If you’re wondering why these varying definitions matter, consider that how we think about processed foods is the first step in directing how we can appropriately incorporate them into our eating patterns. For example, our survey found that when respondents were asked to choose the positive aspects of processed foods from a list of attributes, the most popular options were “convenience” (with 45% saying so), “affordability” (39%), and “shelf-life” (38%).
On the other hand, when provided with the same list of attributes but asked to choose which aspects respondents perceived as negative, the most selected options were “impact on health” (44%), “quality of ingredients” (33%), and “nutrition” (31%). Are these fair assessments on the part of consumers? Let’s review how processed foods may (or may not) play a helpful role in an eating pattern that is nutritious overall.
Some processed and packaged foods are non-perishable or quick to prepare while still featuring minimal processing, so you can keep your kitchen stocked with fast and healthy options and spend less time prepping dinner. Some great grocery-list suggestions include frozen fruits and vegetables, canned beans, legumes, and soups (be sure to check the Nutrition Facts Label for low-sodium options), fortified cereal and granola bars, microwavable brown rice, popcorn, canned or pouched tuna, whole grain pasta, yogurt cups or tubes, and cheese sticks.
Consider this example: A mom of three young children wants to feed her family nutritious foods, but is often so preoccupied with taking care of their other needs in the early evening that it’s hard to spend an hour making dinner or running out to pick up last-minute, fresh ingredients.

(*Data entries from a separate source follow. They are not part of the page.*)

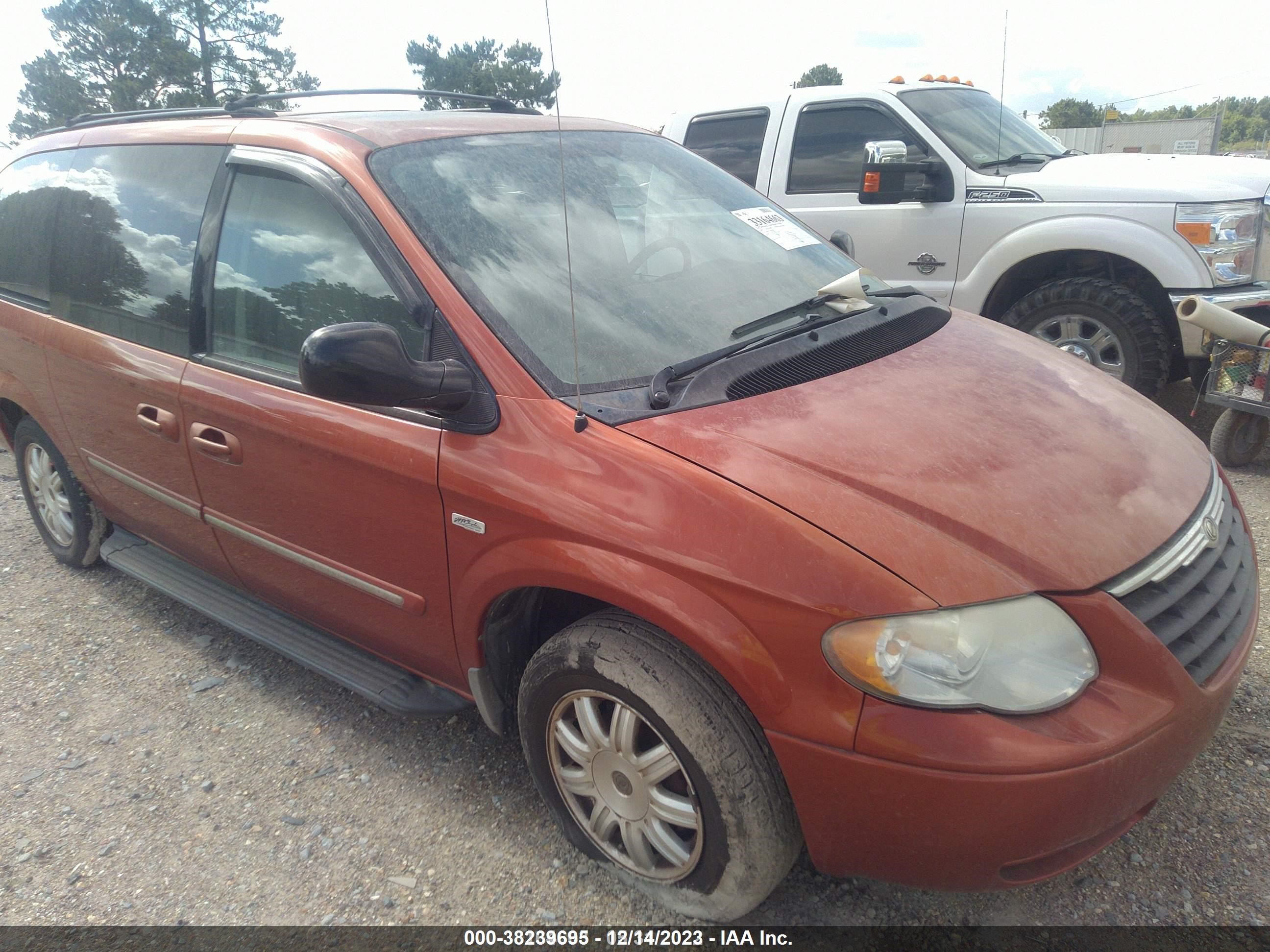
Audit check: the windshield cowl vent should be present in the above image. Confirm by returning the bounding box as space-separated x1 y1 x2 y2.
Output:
727 307 950 400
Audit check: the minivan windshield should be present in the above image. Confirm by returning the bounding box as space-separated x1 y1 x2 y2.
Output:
899 86 1063 174
369 131 885 396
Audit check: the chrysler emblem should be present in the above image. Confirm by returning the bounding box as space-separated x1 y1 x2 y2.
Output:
1204 515 1217 548
909 251 946 274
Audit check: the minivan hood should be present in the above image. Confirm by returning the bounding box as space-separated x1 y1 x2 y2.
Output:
621 311 1212 604
1001 154 1270 202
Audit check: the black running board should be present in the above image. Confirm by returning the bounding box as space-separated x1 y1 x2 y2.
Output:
101 525 470 717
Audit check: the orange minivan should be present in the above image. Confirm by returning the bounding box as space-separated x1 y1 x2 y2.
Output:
0 96 1259 919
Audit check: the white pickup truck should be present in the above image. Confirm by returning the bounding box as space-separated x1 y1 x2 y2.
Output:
663 76 1270 395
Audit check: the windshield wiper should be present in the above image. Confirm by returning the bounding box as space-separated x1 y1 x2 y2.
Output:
979 152 1063 169
728 294 837 337
648 307 864 410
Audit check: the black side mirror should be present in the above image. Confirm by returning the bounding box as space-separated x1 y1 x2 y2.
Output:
860 139 952 204
300 321 475 411
830 229 856 260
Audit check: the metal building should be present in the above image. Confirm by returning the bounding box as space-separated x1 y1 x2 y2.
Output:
1045 116 1221 155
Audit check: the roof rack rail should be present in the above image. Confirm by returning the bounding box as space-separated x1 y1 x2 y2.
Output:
36 89 541 136
225 89 538 116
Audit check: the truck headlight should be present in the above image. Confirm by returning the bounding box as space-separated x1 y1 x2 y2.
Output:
822 595 1099 714
1173 198 1262 285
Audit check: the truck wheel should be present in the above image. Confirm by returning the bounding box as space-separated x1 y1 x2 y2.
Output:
1208 409 1270 467
13 416 111 569
1001 278 1170 397
518 609 803 920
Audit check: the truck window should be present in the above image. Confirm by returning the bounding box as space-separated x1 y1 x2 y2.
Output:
0 150 73 307
683 109 768 187
785 103 928 193
49 144 225 357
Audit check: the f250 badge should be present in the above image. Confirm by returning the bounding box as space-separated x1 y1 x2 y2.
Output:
909 251 948 274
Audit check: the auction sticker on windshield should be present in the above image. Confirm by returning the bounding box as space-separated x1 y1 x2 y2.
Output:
733 206 820 251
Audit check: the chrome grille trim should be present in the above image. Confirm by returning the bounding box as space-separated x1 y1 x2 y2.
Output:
1102 461 1225 598
1119 481 1259 684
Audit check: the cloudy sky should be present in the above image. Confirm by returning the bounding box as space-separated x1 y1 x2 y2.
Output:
0 0 1270 141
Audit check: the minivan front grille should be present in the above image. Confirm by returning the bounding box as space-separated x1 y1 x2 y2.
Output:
727 307 950 400
1103 467 1257 684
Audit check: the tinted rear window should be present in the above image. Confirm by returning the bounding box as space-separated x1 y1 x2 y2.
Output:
0 150 73 305
683 109 767 185
51 146 225 354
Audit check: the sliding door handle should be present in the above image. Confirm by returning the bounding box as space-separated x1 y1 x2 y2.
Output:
189 423 243 466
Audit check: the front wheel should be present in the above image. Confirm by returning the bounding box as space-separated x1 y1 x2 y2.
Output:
13 416 111 568
1001 278 1170 397
518 611 803 920
1208 409 1270 467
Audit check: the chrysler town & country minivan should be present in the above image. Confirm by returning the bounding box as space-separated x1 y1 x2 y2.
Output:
0 93 1259 919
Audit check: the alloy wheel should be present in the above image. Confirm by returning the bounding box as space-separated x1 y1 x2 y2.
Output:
24 443 75 546
547 690 704 882
1031 313 1124 380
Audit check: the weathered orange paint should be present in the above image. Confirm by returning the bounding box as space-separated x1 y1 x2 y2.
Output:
0 112 1256 888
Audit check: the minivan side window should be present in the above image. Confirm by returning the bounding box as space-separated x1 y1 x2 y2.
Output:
785 103 928 193
683 109 768 188
0 150 75 307
49 144 225 356
211 167 425 375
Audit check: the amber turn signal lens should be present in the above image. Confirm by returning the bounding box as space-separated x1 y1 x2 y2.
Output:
1173 221 1213 245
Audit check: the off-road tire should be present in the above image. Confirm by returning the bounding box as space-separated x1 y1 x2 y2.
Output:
1208 409 1270 467
13 416 111 569
1001 278 1171 397
518 609 803 922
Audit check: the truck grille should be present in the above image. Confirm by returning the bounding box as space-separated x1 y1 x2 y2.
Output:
1103 467 1257 684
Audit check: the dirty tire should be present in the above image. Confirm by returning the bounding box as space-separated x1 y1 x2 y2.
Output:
518 609 803 922
1001 278 1170 397
13 416 111 569
1208 409 1270 467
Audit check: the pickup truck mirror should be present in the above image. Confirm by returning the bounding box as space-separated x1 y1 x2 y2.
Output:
830 229 856 260
300 321 474 411
860 139 952 204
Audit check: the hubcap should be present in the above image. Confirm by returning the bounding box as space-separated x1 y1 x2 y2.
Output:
23 443 75 546
1032 313 1124 380
547 690 702 881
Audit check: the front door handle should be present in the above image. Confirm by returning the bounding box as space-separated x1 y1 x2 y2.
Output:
189 423 243 466
137 404 180 443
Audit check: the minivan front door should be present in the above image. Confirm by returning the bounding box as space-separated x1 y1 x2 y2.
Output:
180 147 464 684
45 144 236 581
770 100 965 302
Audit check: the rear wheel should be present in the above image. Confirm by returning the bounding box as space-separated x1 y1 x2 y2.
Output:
13 416 109 568
1208 409 1270 466
518 611 803 920
1001 278 1170 397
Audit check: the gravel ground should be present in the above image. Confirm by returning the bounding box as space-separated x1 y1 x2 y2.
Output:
0 383 1270 926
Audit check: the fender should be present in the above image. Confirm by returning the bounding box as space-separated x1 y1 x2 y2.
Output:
452 538 864 749
952 212 1213 313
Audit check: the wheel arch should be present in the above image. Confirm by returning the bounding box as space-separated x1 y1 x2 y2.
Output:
0 397 26 450
455 545 792 734
982 249 1188 380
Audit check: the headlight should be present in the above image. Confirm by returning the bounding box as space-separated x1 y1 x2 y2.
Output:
822 595 1099 714
1173 198 1262 285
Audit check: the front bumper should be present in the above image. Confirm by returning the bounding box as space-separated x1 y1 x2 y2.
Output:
1169 282 1270 358
767 592 1257 890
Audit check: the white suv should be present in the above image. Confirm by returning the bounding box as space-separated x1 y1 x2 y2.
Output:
663 76 1270 395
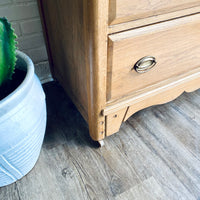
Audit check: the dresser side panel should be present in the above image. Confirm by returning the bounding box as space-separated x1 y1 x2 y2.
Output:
38 0 88 120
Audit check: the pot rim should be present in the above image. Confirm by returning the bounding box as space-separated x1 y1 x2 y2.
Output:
0 50 34 109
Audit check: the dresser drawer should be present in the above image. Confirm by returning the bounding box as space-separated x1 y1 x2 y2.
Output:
107 14 200 101
109 0 200 25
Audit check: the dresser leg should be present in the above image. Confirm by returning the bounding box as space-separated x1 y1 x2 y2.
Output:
98 140 105 147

A microwaveable package of brown rice paired with frozen vegetables and canned chicken can save time while providing a swathe of healthy nutrients to her family.

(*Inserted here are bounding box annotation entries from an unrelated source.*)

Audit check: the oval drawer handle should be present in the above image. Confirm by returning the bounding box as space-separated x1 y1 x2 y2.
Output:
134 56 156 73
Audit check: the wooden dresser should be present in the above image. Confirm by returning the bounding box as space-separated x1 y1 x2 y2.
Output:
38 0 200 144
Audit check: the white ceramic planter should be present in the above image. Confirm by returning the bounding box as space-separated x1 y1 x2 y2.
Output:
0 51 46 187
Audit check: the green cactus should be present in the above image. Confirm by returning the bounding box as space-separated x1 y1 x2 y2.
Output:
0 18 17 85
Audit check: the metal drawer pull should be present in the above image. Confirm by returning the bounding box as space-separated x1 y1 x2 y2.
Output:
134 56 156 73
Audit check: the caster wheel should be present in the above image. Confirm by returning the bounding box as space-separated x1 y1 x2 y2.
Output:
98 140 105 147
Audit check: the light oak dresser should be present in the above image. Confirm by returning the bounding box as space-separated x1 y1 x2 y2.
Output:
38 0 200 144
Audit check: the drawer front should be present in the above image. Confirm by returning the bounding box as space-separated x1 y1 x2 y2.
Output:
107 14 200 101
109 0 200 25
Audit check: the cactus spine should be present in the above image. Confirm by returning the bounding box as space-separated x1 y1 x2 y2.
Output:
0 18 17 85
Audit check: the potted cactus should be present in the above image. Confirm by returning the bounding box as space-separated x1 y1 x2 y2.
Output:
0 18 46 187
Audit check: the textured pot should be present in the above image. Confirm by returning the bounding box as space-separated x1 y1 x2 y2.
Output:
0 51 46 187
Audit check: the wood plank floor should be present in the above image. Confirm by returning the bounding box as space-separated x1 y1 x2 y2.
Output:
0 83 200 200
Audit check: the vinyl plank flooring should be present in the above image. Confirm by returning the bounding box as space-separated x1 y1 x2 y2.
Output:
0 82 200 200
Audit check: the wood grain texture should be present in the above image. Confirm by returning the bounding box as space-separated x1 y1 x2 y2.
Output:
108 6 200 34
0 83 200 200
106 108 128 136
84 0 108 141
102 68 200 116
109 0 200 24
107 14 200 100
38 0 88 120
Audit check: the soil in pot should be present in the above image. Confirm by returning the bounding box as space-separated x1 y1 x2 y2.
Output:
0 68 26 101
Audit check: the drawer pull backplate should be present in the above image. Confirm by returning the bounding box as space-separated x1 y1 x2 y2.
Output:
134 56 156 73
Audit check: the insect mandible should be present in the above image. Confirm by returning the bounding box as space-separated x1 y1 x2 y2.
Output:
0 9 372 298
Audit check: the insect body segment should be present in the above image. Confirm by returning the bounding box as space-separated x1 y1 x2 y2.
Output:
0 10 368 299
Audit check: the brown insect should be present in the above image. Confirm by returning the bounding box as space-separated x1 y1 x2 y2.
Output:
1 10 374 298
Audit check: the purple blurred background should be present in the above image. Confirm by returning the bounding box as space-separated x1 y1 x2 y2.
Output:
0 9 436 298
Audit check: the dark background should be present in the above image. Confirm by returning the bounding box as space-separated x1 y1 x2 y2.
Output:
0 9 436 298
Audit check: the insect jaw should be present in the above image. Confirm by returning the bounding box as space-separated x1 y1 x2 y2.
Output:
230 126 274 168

Think about medical professionals who tend to many patients during long shifts and don’t always have the ability take a break for the perfectly crafted meal. Could a pre-made smoothie with a beef stick, nuts, or a nutrition bar help manage hunger until they get a proper chance to sit down and eat a full meal? Seems reasonable!

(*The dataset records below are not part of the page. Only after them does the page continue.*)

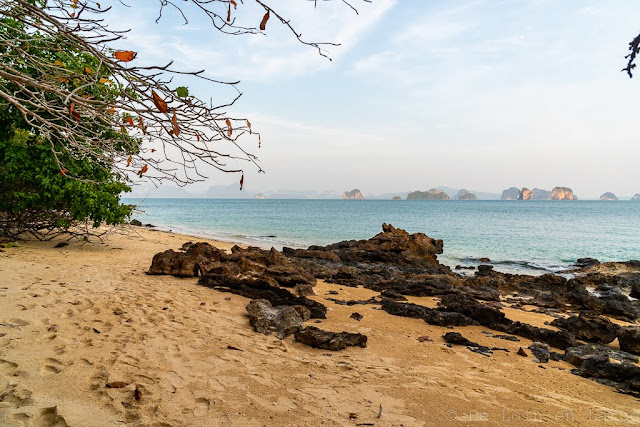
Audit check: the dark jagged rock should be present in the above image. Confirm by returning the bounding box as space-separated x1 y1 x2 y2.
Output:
565 345 640 397
618 326 640 354
148 243 226 277
529 341 551 363
502 322 578 350
442 332 480 347
198 273 327 319
247 300 306 339
294 326 367 351
551 313 618 344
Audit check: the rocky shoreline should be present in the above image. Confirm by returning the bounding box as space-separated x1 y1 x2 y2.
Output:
148 224 640 397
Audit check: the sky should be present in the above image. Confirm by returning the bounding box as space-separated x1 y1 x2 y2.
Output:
104 0 640 198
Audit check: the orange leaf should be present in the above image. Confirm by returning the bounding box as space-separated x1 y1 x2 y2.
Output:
114 50 138 62
260 10 269 31
151 90 169 113
171 108 180 136
69 102 81 122
225 119 233 138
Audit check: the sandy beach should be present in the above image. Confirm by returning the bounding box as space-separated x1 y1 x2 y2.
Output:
0 228 640 426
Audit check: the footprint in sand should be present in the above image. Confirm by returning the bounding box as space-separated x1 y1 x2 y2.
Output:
193 397 211 417
0 359 18 377
33 406 69 427
42 357 63 374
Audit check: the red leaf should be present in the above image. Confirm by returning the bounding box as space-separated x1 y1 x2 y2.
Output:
69 102 81 122
171 108 180 136
114 50 138 62
260 10 269 31
225 119 233 138
151 90 169 113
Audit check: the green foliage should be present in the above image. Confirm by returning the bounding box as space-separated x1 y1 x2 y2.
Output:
0 9 139 237
0 129 133 232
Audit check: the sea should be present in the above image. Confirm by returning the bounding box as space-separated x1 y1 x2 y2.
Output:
123 198 640 274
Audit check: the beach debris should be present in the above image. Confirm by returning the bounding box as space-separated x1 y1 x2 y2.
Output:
442 332 480 347
104 381 129 388
247 299 310 339
618 326 640 354
349 312 364 322
294 326 367 351
564 344 640 397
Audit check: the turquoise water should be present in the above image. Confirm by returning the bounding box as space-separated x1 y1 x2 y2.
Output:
125 199 640 273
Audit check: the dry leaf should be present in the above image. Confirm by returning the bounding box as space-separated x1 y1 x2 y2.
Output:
171 108 180 136
151 90 169 113
225 119 233 138
69 102 80 122
105 381 129 388
260 10 269 31
114 50 138 62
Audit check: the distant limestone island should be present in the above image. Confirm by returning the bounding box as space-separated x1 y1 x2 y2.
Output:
407 188 451 200
342 188 364 200
600 192 620 200
501 187 578 200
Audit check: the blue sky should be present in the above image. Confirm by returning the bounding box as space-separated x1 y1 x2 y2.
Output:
107 0 640 198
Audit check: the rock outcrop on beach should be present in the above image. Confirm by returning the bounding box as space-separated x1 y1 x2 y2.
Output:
518 187 533 200
551 187 573 200
342 188 364 200
453 189 478 200
600 192 618 200
407 188 451 200
500 187 520 200
149 224 640 395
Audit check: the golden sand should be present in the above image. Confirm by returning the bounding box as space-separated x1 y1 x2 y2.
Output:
0 229 640 426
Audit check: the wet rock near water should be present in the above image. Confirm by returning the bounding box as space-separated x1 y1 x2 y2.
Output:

Another real-life example? A college student could eat breakfast on the way to class with a portable yogurt, microwaveable oatmeal cup, or a high-protein nutrition bar. If time permits, adding some canned or frozen fruit can make for a quick, balanced breakfast.
Many packaged foods are easy to “grab and go” and require very little preparation. Products that come in single-serving sizes make great snacks because they’re easy to pack and can help you with proper portion control. Think single-serving packages of meat jerky, hummus, guacamole, trail mix, or pretzels.
Did you know that processed foods contribute to economic food security by assuring that sufficient food is available for people of all income levels? As we’ll see in the next section, these foods can contribute to nutrition security as well. Again, consider that processed foods occur on a spectrum and ideally should be paired with fresh or minimally processed choices to create healthy meals and eating patterns. For example, canned, frozen, or packaged proteins can be paired with fresh vegetables to cut down on price and waste while still providing important nutrients for persons and families with limited budgets.
How can processed foods offer nutritional benefits? Mainly through fortification. Fortification of foods has taken place in the U.S. since the early 20th century, when healthcare providers noted that nutritional deficiencies caused chronic health problems. Starting in the 1920s, iodine was added to salt as a preventative measure against goiter. In the 1930s and 1940s, milk was fortified with vitamin D and calcium, and thiamine, niacin, riboflavin, and iron were added to flour.
Additionally, in the late 1990s, folic acid was added to various foods to prevent neural tube defects in embryos. Recent packaged foods have been fortified with fiber, probiotics, and antioxidants, all of which have been shown to support health.
Still, we would be remiss to ignore the fact that some processed foods contain very high amounts of added sugar, saturated fat, and sodium. How do we make sense of those? It’s well understood that a diet too high in foods that are lower in nutrients but higher in fat, sugar, and sodium is not beneficial for long-term health. And while it’s certainly not recommended that we make an everyday habit of eating significant quantities of these kinds of foods, it’s also worth noting that different people have different health conditions, preferences, and life goals, so (at the risk of sounding trite) it’s important to figure out what makes sense for your own individual lifestyle.
The Final Goal: Balance
What we recommend is to keep the long view in mind: What we eat over time is more important than any single food we consume. Variety, balance, and moderation are always key tenets to an overall healthy diet.